Kariyer Seçimleri.
Bugün, öğretmenim Okamoto’yla birlikte öğrencilerin ve ailelerinin katıldıkları özel bir toplantı vardı.
Öğretmenimizle geleceğim hakkında konuştuk:
- Yetenek: Herhangi bir devlet lisesine girebilecek kadar iyiyim.
- Sağlık: Her ne kadar şu an sadece dengesizce yürüme problemim olsa da bunun sonradan nasıl ilerleyeceğinden emin olamadığımızdan, okula gidip gelme mesafesini de düşünerek, evimize yakın olan bir liseyi seçmenin daha iyi olacağını düşündük. Eğitim sistemi, öğrencilerin büyük bir bölge dahilindeki herhangi bir okula girmesine izin veriyor. Bunun için nedenlerimi belirten bir beyanı teslim edip, diğer işlemleri de önceden halletmeliyim. Böylelikle evden uzakta kalan bir okula gidip gelmek zorunda kalmayacağım.
- Daha iyi bir muamele için özel bir okulun sınavına girebillirdim, ama annemle beraber sadece devlet lisesinde karar kılmıştık. Fakat öğretmenimin tavsiyesini duyduktan sonra fikrimizi değiştirdik. Öğretmenim, anlamlı bir deneyim olacağından özel bir okulun sınavına girmemin iyi olacağını söyledi.
Diploma.
Aya’nın günlüğü, mezuniyetten önce.
14 Mart Çarşamba. Hava güzel.
Nasırım ağrıyor! Yürüğüm zaman sürekli olarak acıyor.
Mezuniyet töreninde doğru dürüst yüreyebilecek miyim, diye merak ediyorum.
Ariari to
Hana ni hana
Tori ni tori
Yazan: Koji.
Bu şiir hoş bir şiir kartına yazılmıştı. Arkasında da, “Aya, mezuniyetini kutlarım,” yazıyordu.
Öğretmenim Okamoto onu sadece bemin için yazmıştı… Çok mutluydum. Öğretmenimiz biraz ürkütücü görünüyordu, ama gerçekte çiçekleri çok seven kibar bir insandı. Minnetraklıka gülümseyerek ona içten bir şekilde teşekkür ettim. Sonra da benim için sözcüklerin anlamanı açıkladı.
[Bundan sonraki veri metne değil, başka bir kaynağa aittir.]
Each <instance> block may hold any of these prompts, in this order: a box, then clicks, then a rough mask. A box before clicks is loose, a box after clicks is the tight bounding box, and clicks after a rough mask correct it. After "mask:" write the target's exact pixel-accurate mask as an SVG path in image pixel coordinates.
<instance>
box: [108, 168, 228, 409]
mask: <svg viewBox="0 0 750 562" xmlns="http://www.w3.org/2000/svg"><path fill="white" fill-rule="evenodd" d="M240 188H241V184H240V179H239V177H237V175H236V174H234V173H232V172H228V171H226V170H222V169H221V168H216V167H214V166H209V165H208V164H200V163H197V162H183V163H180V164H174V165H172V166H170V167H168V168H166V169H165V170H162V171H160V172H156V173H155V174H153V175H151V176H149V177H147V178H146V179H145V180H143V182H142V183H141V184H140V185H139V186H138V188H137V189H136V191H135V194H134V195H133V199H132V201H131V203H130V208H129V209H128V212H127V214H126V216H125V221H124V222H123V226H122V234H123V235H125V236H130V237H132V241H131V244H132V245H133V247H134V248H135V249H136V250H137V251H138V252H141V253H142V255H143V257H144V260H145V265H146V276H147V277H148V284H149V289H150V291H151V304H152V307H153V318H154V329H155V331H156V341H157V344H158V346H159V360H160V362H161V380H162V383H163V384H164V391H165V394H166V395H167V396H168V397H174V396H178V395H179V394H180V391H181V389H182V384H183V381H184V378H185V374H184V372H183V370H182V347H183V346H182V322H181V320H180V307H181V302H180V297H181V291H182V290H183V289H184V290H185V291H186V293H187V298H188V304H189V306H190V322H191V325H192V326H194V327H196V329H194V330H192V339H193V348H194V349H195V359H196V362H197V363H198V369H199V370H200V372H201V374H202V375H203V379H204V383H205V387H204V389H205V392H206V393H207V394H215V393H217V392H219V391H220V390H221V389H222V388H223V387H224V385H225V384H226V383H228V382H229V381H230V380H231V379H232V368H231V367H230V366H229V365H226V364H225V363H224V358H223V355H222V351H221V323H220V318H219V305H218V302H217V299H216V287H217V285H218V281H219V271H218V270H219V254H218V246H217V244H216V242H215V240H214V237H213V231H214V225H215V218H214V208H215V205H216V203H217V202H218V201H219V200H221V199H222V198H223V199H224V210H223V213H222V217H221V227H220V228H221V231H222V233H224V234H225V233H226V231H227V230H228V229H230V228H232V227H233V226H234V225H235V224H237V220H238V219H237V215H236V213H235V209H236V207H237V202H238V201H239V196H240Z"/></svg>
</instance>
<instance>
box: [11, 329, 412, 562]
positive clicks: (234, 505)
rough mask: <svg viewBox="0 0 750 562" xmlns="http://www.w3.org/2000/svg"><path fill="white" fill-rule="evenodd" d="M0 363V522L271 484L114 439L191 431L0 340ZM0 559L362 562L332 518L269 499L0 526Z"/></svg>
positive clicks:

“‘Ariari’ berrak demektir. Şiir de şu anlama geliyor: çiçekler (hana) vardır ki onlara insanların çiçekler diye seslenip, isim verdikleri ve bir de kuşlar (tori) vardır ki gökyüzünde uçan kanatlılara kuşlar diye seslendikleri.”
Okulun çatısı ve canlı yeşil ağaçların arasından mavi gökyüzüne baktım. Şiirin kastettiği şeyi pek anlayamamıştım, ama öğretmenimin “devam et Aya,” diyerek beni cesaretlendirdiğini hissettim.
Ben de kendimi cesaretlendirmek için, "evet, edeceğim!" diye mırıldandım.
Öğretmenim daha sonra, “yazı ile ilgili ne düşünüyorsun?” diye sordu.
Karakterleri öyle bir üslupla yazmıştı ki; “sanırım bir fırçayla yazdınız,” dedim.
Gülümsedi ve “aslında,” dedi, “birkaç tane kürdanı alıp, uçlarını yumuşatmak için çiğnedim ve en iyi mürekkep taşıyla siyah bir mürekkep kullandım.”
Onun bu mükemmel fikri beni etkilemişti.
“Kartı duvara asmak için arkasındaki kurdeleyi farkettin mi?” diye sordu.
“Evet, farkettim,” dedim.
Bunun üzerine gülümsedi ve yürüyerek uzaklaştı.
Ortakul mezuniyet törenimin bu güzel anısını asla unutmayacağım. Okamoto öğretmenim, lütfen gelecekte de manevi desteğinizi benden esirgemeyin.